We use implicit differentiation. Implicit differentiation is a special case of the chain rule for derivatives. Generally differentiation problems involve functions i.e. $y = f \left(x\right)$ - written explicitly as functions of $x$.

However, some functions y are written implicitly as functions of $x$. So what we do is to treat $y$ as $y = y \left(x\right)$ and use chain rule. This means differentiating $y$ w.r.t. $y$, but as we have to derive w.r.t. $x$, as per chain rule, we multiply it by $\frac{\mathrm{dy}}{\mathrm{dx}}$.

Here we are given $x \sin 2 y = y \cos 2 x$. Differentiating we get

$1 \cdot \sin 2 y + x \cdot 2 \cos 2 y \cdot \frac{\mathrm{dy}}{\mathrm{dx}} = \frac{\mathrm{dy}}{\mathrm{dx}} \cos 2 x - y \cdot 2 \sin 2 x$

or $\sin 2 y + 2 x \cos 2 y \frac{\mathrm{dy}}{\mathrm{dx}} = \cos 2 x \frac{\mathrm{dy}}{\mathrm{dx}} - 2 y \sin 2 x$ ...(A)

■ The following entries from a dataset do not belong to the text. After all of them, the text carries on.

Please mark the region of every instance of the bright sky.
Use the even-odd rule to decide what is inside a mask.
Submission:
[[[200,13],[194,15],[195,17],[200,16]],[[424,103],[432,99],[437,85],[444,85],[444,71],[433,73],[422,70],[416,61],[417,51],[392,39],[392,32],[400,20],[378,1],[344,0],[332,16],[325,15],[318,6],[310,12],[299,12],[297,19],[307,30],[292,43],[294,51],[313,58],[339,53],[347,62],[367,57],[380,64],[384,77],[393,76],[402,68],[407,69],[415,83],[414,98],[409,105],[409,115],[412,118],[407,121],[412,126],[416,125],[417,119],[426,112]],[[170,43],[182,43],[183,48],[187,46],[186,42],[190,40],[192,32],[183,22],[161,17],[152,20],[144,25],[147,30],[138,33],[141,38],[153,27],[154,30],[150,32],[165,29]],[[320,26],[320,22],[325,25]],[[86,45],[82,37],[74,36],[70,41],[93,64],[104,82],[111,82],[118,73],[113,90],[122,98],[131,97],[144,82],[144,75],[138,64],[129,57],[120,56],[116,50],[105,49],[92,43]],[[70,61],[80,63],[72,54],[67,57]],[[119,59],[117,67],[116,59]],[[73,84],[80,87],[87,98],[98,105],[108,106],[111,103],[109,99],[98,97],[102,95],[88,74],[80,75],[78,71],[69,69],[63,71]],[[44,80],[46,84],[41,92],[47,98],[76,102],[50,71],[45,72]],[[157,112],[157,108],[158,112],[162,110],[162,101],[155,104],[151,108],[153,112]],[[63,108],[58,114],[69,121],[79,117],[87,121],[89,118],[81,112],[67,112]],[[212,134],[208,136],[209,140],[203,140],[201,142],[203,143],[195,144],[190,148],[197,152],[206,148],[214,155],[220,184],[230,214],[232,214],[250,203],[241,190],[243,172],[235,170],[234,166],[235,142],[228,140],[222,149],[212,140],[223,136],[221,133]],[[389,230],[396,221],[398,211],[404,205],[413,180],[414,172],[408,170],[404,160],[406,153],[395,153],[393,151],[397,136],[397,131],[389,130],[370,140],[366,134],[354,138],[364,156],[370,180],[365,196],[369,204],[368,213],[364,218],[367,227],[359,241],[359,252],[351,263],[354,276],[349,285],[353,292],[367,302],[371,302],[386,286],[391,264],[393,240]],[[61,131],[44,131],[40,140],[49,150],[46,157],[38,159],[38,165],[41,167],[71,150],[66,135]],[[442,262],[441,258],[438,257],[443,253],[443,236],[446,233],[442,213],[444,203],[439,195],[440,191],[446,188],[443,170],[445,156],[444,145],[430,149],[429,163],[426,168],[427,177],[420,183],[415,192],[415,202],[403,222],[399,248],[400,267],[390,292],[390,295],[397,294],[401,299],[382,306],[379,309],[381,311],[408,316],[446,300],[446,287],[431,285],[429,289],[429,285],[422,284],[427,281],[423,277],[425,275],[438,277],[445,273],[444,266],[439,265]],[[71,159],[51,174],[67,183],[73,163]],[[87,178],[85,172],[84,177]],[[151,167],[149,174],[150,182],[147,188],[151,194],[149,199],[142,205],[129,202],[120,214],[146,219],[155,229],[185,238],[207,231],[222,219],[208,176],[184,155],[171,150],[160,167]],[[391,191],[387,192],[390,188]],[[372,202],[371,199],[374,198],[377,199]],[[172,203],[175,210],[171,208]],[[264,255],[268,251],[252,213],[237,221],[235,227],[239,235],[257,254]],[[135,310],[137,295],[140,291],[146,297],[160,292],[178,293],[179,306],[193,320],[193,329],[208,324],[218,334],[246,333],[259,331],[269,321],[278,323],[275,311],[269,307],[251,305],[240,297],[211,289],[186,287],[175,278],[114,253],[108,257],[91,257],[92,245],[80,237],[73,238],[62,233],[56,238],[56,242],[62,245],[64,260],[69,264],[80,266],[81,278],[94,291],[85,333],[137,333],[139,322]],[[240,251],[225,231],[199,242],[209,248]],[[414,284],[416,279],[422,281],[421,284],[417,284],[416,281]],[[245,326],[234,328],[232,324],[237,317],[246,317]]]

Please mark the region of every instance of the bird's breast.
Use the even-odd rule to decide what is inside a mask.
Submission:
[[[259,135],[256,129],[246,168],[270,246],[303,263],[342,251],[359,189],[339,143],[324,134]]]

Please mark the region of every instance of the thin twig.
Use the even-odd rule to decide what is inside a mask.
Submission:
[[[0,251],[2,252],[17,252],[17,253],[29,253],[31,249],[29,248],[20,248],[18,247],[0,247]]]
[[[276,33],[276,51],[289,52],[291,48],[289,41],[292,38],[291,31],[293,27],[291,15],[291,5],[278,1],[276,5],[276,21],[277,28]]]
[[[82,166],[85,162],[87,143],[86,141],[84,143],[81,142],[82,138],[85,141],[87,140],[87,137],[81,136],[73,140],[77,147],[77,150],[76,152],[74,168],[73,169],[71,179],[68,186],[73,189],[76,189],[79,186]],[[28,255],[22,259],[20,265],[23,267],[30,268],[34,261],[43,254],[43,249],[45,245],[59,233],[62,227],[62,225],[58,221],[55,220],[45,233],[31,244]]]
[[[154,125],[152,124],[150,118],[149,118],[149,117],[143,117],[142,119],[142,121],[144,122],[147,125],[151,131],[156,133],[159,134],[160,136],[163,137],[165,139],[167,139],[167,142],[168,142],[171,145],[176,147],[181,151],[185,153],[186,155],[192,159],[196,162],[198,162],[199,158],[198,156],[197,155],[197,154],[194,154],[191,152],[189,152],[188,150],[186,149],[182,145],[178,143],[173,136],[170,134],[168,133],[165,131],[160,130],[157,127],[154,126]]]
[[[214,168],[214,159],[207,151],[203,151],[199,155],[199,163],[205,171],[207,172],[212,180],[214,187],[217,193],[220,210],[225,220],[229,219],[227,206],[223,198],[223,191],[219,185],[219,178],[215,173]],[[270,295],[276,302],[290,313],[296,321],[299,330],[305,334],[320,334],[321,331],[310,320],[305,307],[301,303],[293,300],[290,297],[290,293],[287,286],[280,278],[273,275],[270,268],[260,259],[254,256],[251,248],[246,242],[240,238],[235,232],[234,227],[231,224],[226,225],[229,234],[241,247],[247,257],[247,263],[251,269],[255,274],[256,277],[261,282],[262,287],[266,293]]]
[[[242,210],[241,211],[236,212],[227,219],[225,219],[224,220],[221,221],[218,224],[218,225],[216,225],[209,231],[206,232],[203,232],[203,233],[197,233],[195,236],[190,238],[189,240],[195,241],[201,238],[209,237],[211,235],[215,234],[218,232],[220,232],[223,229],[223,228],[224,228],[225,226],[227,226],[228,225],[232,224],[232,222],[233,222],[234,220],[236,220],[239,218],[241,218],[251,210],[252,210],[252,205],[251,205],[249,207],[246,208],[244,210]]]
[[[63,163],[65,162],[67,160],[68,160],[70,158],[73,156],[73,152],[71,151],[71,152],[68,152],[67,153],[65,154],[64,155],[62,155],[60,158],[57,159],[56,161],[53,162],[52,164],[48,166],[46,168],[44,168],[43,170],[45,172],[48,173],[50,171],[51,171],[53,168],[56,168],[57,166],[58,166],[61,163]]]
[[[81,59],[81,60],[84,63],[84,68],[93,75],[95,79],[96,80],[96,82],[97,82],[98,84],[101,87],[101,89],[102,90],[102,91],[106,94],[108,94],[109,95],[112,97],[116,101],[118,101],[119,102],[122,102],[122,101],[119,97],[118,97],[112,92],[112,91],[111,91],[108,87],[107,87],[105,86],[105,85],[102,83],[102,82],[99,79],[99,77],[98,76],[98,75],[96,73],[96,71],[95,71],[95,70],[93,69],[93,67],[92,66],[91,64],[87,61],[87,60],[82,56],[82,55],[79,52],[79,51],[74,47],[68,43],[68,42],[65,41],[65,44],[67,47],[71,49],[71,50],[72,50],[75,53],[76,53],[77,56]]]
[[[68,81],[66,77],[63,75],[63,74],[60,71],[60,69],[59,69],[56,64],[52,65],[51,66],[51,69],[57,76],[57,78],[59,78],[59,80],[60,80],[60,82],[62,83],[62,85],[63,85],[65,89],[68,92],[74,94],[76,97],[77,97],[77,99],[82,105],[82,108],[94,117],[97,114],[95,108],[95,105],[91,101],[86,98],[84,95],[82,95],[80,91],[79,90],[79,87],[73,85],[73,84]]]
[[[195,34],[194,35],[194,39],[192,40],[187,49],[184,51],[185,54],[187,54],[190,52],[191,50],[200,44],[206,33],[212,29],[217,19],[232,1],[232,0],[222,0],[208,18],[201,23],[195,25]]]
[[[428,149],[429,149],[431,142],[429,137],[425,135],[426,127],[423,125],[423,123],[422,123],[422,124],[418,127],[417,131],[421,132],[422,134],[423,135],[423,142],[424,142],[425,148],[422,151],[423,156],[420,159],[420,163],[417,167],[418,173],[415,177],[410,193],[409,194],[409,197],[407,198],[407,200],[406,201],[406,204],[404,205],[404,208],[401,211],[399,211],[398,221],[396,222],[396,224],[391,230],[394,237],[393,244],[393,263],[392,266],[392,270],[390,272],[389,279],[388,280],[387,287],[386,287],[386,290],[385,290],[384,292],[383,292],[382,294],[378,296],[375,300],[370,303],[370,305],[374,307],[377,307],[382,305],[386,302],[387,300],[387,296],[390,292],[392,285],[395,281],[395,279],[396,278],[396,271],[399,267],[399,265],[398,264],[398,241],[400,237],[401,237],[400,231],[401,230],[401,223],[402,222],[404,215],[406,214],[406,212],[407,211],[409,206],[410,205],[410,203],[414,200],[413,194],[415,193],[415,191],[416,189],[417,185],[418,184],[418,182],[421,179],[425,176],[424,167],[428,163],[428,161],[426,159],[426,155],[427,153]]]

or $\frac{\mathrm{dy}}{\mathrm{dx}} = \frac{\sin 2 y + 2 y \sin 2 x}{\cos 2 x - 2 x \cos 2 y}$ ...(B)

Differentiating (A) again

$2 \cos 2 y \cdot \frac{\mathrm{dy}}{\mathrm{dx}} + 2 \cos 2 y \frac{\mathrm{dy}}{\mathrm{dx}} - 4 x \sin 2 y {\left(\frac{\mathrm{dy}}{\mathrm{dx}}\right)}^{2} + 2 x \cos 2 y \frac{{d}^{2} y}{{\mathrm{dx}}^{2}} = - 2 \sin 2 x \frac{\mathrm{dy}}{\mathrm{dx}} + \cos 2 x \frac{{d}^{2} y}{{\mathrm{dx}}^{2}} - 4 y \cos 2 x - 2 \sin 2 x \frac{\mathrm{dy}}{\mathrm{dx}}$

or $\left(\cos 2 x - 2 x \cos 2 y\right) \frac{{d}^{2} y}{{\mathrm{dx}}^{2}} = \left(4 \cos 2 y + 4 \sin 2 x\right) \frac{\mathrm{dy}}{\mathrm{dx}} - 4 x \sin 2 y {\left(\frac{\mathrm{dy}}{\mathrm{dx}}\right)}^{2} + 4 y \cos 2 x$

= $\left(4 \cos 2 y + 4 \sin 2 x\right) \frac{\sin 2 y + 2 y \sin 2 x}{\cos 2 x - 2 x \cos 2 y} - 4 x \sin 2 y {\left(\frac{\sin 2 y + 2 y \sin 2 x}{\cos 2 x - 2 x \cos 2 y}\right)}^{2} + 4 y \cos 2 x$

Here above we have put the value of $\frac{\mathrm{dy}}{\mathrm{dx}}$ from (B) and this can give $\frac{{d}^{2} y}{{\mathrm{dx}}^{2}}$. Remember to divide RHS by $\left(\cos 2 x - 2 x \cos 2 y\right)$.